Сколько раз видел их тут — и никогда не мог пройти мимо. Над обычным циферблатом нависает еще один, огромный, только вместо римских V и X на делениях — знаки Зодиака, а стрелок не две, а шесть, и к каждой прикреплена маленькая золоченая планета: Меркурий, Венера, Земля, Марс, Юпитер и Сатурн. Других планет в начале девятнадцатого века, когда французский часовщик закручивал их пружины, не существовало.
Хитроумный механизм посылает все планеты аккуратно по их орбитам, умеет вычислять даты тех праздников, дни которых меняются от года к году, но главное — тут есть часть, которая показывает прецессию земной оси, безупречно точная и невероятно медленная: один оборот занимает почти двадцать шесть тысяч лет.
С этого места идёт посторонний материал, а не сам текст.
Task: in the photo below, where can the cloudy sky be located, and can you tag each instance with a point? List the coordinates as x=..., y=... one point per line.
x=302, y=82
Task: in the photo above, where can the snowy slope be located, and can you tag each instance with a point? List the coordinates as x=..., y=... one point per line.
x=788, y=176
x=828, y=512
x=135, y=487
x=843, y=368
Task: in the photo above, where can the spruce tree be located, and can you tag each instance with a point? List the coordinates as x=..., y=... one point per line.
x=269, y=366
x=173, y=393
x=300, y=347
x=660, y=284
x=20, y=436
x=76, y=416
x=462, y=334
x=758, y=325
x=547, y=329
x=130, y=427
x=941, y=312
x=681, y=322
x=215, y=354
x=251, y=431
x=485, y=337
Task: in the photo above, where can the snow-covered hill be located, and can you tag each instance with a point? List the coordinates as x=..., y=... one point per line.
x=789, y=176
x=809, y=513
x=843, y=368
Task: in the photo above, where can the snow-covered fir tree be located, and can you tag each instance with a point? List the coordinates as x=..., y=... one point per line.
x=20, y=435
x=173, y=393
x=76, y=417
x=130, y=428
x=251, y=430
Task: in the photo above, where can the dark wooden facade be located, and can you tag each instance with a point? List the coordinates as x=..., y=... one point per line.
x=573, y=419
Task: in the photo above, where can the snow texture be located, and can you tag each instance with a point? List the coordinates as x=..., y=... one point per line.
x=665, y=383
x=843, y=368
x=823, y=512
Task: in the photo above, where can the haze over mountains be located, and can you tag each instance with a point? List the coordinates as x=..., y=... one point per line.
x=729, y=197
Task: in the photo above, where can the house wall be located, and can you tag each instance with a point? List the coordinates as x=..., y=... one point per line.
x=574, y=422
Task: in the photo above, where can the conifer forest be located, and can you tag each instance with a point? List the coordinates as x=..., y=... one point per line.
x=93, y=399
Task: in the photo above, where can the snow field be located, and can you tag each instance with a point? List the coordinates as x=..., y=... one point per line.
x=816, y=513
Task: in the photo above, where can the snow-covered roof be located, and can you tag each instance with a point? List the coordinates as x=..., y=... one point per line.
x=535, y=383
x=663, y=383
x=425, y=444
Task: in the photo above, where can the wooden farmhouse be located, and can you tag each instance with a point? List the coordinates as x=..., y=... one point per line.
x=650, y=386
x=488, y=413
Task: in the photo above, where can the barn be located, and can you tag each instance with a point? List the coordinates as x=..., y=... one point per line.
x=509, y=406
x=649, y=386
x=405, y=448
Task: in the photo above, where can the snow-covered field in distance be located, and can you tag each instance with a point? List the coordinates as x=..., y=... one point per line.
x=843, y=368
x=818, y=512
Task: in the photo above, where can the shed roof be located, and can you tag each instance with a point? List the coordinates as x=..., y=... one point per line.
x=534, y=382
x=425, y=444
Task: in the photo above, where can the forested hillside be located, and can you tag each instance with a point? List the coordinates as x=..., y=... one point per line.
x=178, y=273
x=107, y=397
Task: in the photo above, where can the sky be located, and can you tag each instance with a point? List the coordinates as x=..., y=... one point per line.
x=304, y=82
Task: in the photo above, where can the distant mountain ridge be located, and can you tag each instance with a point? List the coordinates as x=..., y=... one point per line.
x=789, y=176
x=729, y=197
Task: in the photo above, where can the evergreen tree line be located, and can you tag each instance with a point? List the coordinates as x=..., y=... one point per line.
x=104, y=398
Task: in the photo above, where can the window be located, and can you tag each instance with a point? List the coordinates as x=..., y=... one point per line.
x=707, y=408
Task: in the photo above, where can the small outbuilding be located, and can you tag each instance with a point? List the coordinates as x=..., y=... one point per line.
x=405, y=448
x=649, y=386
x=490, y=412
Зачем часовщику было добавлять сюда эту часть, думаю я.
Вряд ли его собственная жизнь продлилась дольше, чем один градус, одна трехсотшестидесятая часть полного оборота стрелки. До открытия бессмертия оставалось еще двести с лишним лет, он не мог и надеяться увидеть, как цикл будет завершен. Зачем кропотливо рассчитывать силу крохотных пружин, выверять шажки миниатюрных шестеренок, зная, что все твое существование на земле — детские воспоминания, вся вражда и вся любовь, дряхление и смерть — уместится в одну трехсотшестидесятую часть циферблата, который ты сам же и разграничиваешь? Зачем создавать механизм, напоминающий тебе о твоей собственной ничтожности и унижающий каждого смертного, который смотрит на него? Придя в первый раз к этим часам маленьким ребенком, а в последний — приползя задыхающейся от старости развалиной, никто из современников часовщика не заметил бы разницы между положениями механизма. Их жизнь вся промелькнула, а стрелка подвинулась на ничтожный градус.